Según los contratos de emergencia recopilados por la Oficina Independiente de Regulación y Supervisión de la Contratación (OIReScon), dependiente del Ministerio de Hacienda, esta micropyme se ha convertido en la firma que más ha facturado al Gobierno regional, situándose por delante de Bimédica y Ramos STS, ambos proveedores españoles, y también de Eurest Colectividades o Clece, filial de ACS.

Ante la emergencia sanitaria del coronavirus las administraciones públicas adjudicaron durante el estado de alarma por la vía de emergencia más de 11.000 contratos con un presupuesto superior a 2.100 millones de euros.

Según la explicado Diego Suárez, el fundador de Vin Doré 24K, a ElDiario.es, aparte de fabricar mascarillas llevan 20 años con una oficina pequeñita en Longhua (China) y en esos días, cuando la tensión era máxima en los mercados internacionales, ellos lograron los mejores precios a los que pudo comprar la Comunidad de Madrid las mascarillas: 2,3 euros las FFP2 y 0,60 euros las quirúrgicas.

Para hacer frente a esas grandes compras de material tuvo que pedir ayuda a inversores privados porque tal y como ha explicado «no estaban los bancos y nosotros somos una empresa pequeñita, y tuvimos que ‘pintar’ prácticamente el dinero, porque al chino había que pagarle y luego cargar la mercancía y traerla».

Y aunque a partir de los contratos con la Comunidad de Madrid surgieron muchos más contratos Suárez niega (sin que le pregunten por ello) que esto fuese «un pelotazo» y además recalca que la Comunidad de Madrid todavía no le ha pagado por esas adjudicaciones.

«Me gustaría que, más que pensar en pelotazos, como ha habido por ahí, se piense en la gente que realmente hemos paralizado nuestra actividad para poder servir a nuestro país y poder salvar todas las vidas que hemos podido. Y que esto fuese un homenaje a empresarios que han paralizado todo para poder salvar a sus conciudadanos. No que parezca que es un pelotazo, porque aquí no hay ningún pelotazo. Somos la gente más honesta que te puedas imaginar. Te digo que a día de hoy ni siquiera hemos cobrado», ha señalado el empresario madrileño.

Diego Suárez es además ingeniero de telecomunicaciones vinculado a empresas de varios sectores y presume de sus contactos con famosos, deportistas y políticos como Pablo Iglesias, Pedro Sánchez o Abascal e invita a visitar su cuenta de Instagram para poder ver las fotografías que así lo confirman.

El empresario, presentado en 2014 como uno de los empresarios más ricos de España en un capítulo del programa «Millonarios Anónimos» de La Sexta, ha creado recientemente una empresa internacional de representación de fútbol llamada Soccer 24K y en su perfil de LinkedIn también dice presidir la empresa Grupo Clinico VD24K SL, titular de la web mascarillamedicas.com que dice trabajar con la Comunidad de Madrid, el servicio manchego de Salud, Quirónsalud y la Policía Nacional.

En 2016 cerró un centro de estética cerca del centro comercial La Vaguada (Madrid).
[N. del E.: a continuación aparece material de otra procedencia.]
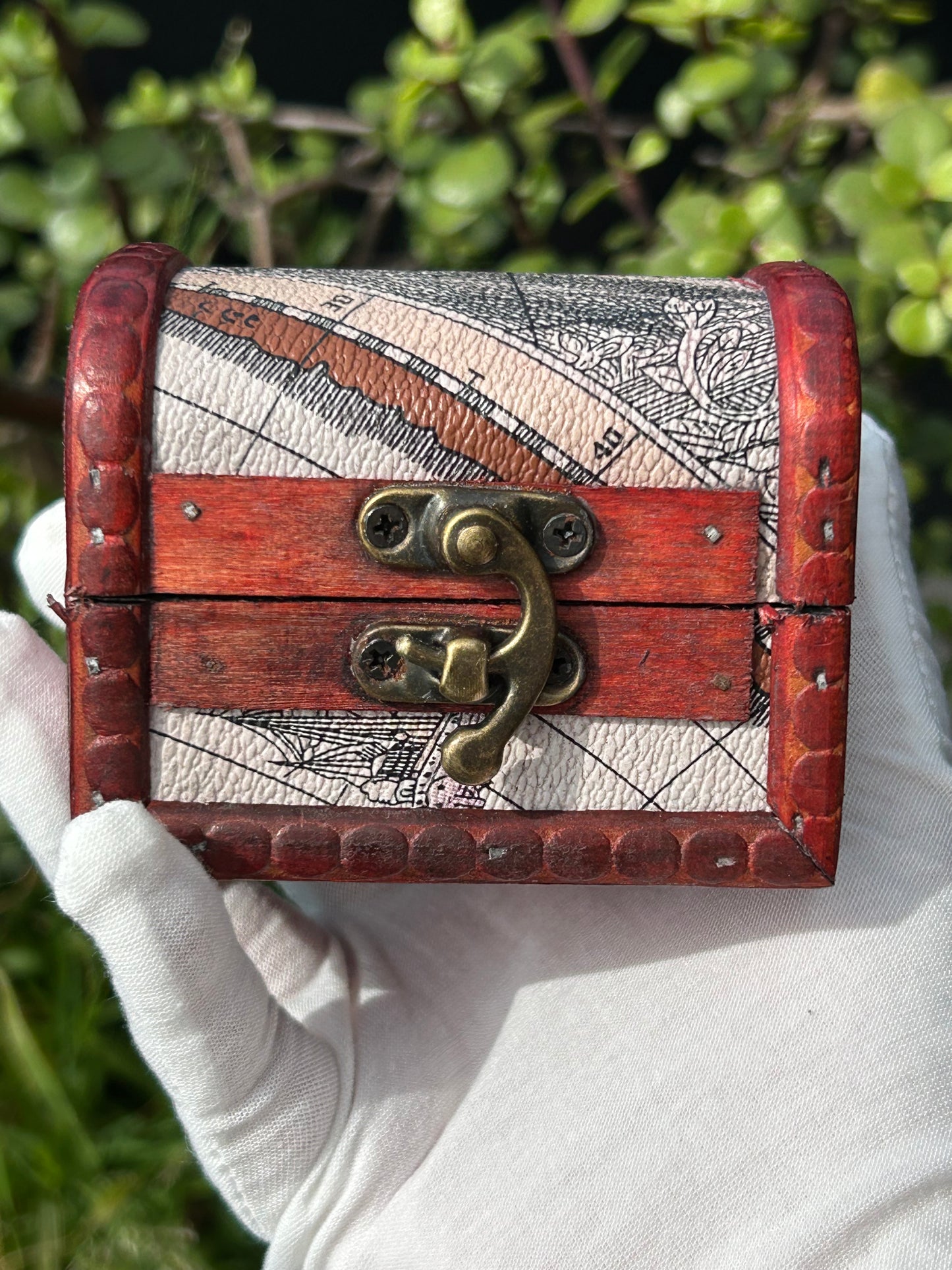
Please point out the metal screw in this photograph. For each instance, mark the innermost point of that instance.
(565, 535)
(381, 661)
(476, 545)
(386, 525)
Según cuenta una persona que trabajó allí, Suárez llevaba el negocio aunque estaba todo a nombre de una mujer venezolana. Dos trabajadoras, a las que mandaron un mensaje mientras estaban de vacaciones diciendo que no se reincorporasen al trabajo porque había habido un supuesto robo, tuvieron que denunciar a la empresa para poder cobrar los más de 30.000 euros que tenían pendientes. Además el juzgado de Madrid que dio la razón a las trabajadoras también decretó el embargo de los bienes de la firma.
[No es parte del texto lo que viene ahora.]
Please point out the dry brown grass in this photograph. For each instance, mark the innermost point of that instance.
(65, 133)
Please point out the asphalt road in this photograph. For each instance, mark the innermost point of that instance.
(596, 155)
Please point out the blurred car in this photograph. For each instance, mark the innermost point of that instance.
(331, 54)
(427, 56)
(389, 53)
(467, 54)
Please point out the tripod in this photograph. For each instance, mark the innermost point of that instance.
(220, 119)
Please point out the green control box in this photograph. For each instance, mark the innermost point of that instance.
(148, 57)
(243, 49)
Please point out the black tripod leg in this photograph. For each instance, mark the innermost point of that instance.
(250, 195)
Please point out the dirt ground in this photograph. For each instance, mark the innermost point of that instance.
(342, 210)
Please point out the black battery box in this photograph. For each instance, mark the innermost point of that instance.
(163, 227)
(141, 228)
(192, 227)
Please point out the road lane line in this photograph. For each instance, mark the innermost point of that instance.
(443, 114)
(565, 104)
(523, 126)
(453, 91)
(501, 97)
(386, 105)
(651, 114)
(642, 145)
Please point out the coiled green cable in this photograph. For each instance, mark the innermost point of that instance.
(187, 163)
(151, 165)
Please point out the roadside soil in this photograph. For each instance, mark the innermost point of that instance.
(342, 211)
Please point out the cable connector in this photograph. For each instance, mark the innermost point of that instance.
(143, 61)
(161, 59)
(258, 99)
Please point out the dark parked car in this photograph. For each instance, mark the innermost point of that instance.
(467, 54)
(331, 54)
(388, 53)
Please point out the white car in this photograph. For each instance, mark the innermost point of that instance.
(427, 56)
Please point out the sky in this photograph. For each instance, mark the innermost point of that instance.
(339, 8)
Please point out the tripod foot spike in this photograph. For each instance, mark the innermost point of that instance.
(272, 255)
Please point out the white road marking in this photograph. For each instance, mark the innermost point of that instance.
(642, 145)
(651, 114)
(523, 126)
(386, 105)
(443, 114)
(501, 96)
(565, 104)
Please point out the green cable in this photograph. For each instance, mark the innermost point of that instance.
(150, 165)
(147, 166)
Suárez, al que se puede ver en una captura de octubre de 2016 de la web de la empresa en las dependencias del centro, dice que sólo era un empleado allí y atribuye su cierre a «un robo donde desvalijan absolutamente toda la clínica», y tras el que el seguro se negó a cubrir los daños.
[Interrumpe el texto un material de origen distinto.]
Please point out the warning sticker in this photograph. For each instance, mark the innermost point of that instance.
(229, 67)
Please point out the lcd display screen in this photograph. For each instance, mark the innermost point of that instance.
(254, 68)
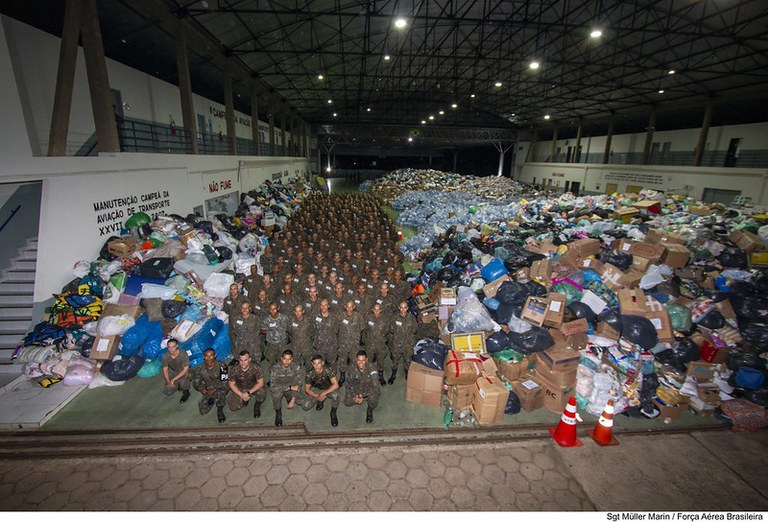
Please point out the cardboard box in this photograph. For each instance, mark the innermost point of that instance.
(105, 347)
(462, 367)
(676, 256)
(625, 214)
(747, 241)
(553, 317)
(534, 310)
(468, 342)
(489, 400)
(492, 288)
(424, 385)
(585, 247)
(461, 395)
(647, 250)
(530, 392)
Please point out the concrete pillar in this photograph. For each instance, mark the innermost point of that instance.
(702, 143)
(553, 148)
(98, 80)
(65, 77)
(649, 137)
(576, 156)
(608, 137)
(229, 105)
(185, 90)
(255, 136)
«Se intenta mantener sin actividad y no podemos. Entonces lo único que se puede hacer es despedir a la gente. Si luego la persona que estaba al frente de la empresa no pudo continuar con ella o no pudo pagarles, pues para eso hay un Fogasa que pagamos los empresarios, para que cubra a los trabajadores». Un mecanismo de protección «que es bastante bueno» y «que los empresarios no tenemos», señaló.